𝓡𝓸𝔃𝓭𝔃𝓲𝓪𝓵 𝓢𝓲𝓮𝓭𝓮𝓶𝓷𝓪𝓼𝓽𝔂

216 19 23
                                    

Kai:

Nie wiem, która jest godzina, kiedy się budzę. W zasadzie, to nawet nie wiem, o której dokładnie udało nam się zasnąć. Ale kiedy spoglądam za okno jest już super jasno, więc na pewno nie jest to ranek.

Ciężar, który czuję na swojej klatce piersiowej to pierwsza rzecz, jaką udaje mi się zobaczyć po obudzeniu.
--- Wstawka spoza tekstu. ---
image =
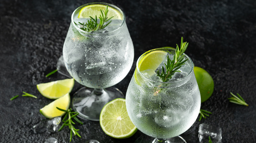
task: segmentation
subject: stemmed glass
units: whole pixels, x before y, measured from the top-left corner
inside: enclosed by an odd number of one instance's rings
[[[86,32],[77,24],[86,23],[87,19],[78,18],[78,15],[83,8],[91,5],[107,5],[119,12],[121,19],[111,19],[104,29]],[[83,5],[74,12],[63,45],[65,66],[70,75],[86,87],[75,94],[73,107],[81,117],[98,121],[106,104],[124,97],[118,89],[111,87],[130,71],[134,57],[133,45],[124,14],[113,5],[94,3]]]
[[[181,72],[176,72],[167,82],[161,82],[156,73],[140,71],[139,65],[143,64],[144,57],[158,51],[166,52],[170,58],[175,53],[173,49],[161,48],[140,57],[126,93],[126,108],[137,128],[155,138],[150,142],[173,142],[170,138],[184,133],[195,121],[200,110],[200,93],[193,62],[185,54],[188,60],[179,70]],[[163,64],[157,70],[161,69]]]

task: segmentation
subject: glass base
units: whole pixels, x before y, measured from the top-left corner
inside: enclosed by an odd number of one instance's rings
[[[98,121],[103,107],[117,98],[124,98],[124,96],[116,88],[94,89],[84,87],[74,94],[72,106],[74,110],[79,113],[80,117]]]
[[[56,64],[56,67],[57,67],[57,69],[58,70],[58,72],[63,75],[67,76],[69,78],[72,78],[67,70],[67,69],[66,68],[63,56],[61,55],[58,59],[58,61],[57,62]]]
[[[140,137],[135,143],[187,143],[182,137],[178,136],[167,139],[157,139],[146,135]]]

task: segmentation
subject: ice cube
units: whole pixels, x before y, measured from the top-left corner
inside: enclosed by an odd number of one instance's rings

A tak właściwie to blond włosy. Czuję też jak ręce chłopaka mnie otulając, przez co jeszcze trudniej będzie mi się uwolnić z uścisku. A muszę się nawodnić (głupi alkohol), a potem wysikać.

Nie mogę sprawdzić godziny, bo mój telefon jest w spodniach, które są gdzieś rzucone na ziemi. Jakoś wcześniej nie myślałem o nim, miałem lepsze rzeczy do robienia.

Wiem, że jeśli się ruszę, to mogę go obudzić, ale naprawdę potrzebuję wstać. A przy okazji dowiedzieć się, co się działo z Nathaniel. Mam tylko nadzieję, że nie pod wpływem nie wyglądała nikomu skąd pochodzi, bo możemy mieć wtedy nieźle kłopoty. Chociaż i tak pewnie by nikt jej nie uwierzył i jej słowa wziąłby za bełkot i wpływ alkoholu.

Naprawdę delikatnie ściągam z siebie mocny uścisk chłopaka, na co ten odpowiada jakimś marudzeniem pod nosem, a potem poprawia się wygodniej i chowa głowę w mojej szyi.

Super.

Nie żeby mi to przeszkadzało, bo to naprawdę super uczucie, ale naprawdę muszę wstać bo chyba wysikam się na materac, a tego nikt by nie chciał.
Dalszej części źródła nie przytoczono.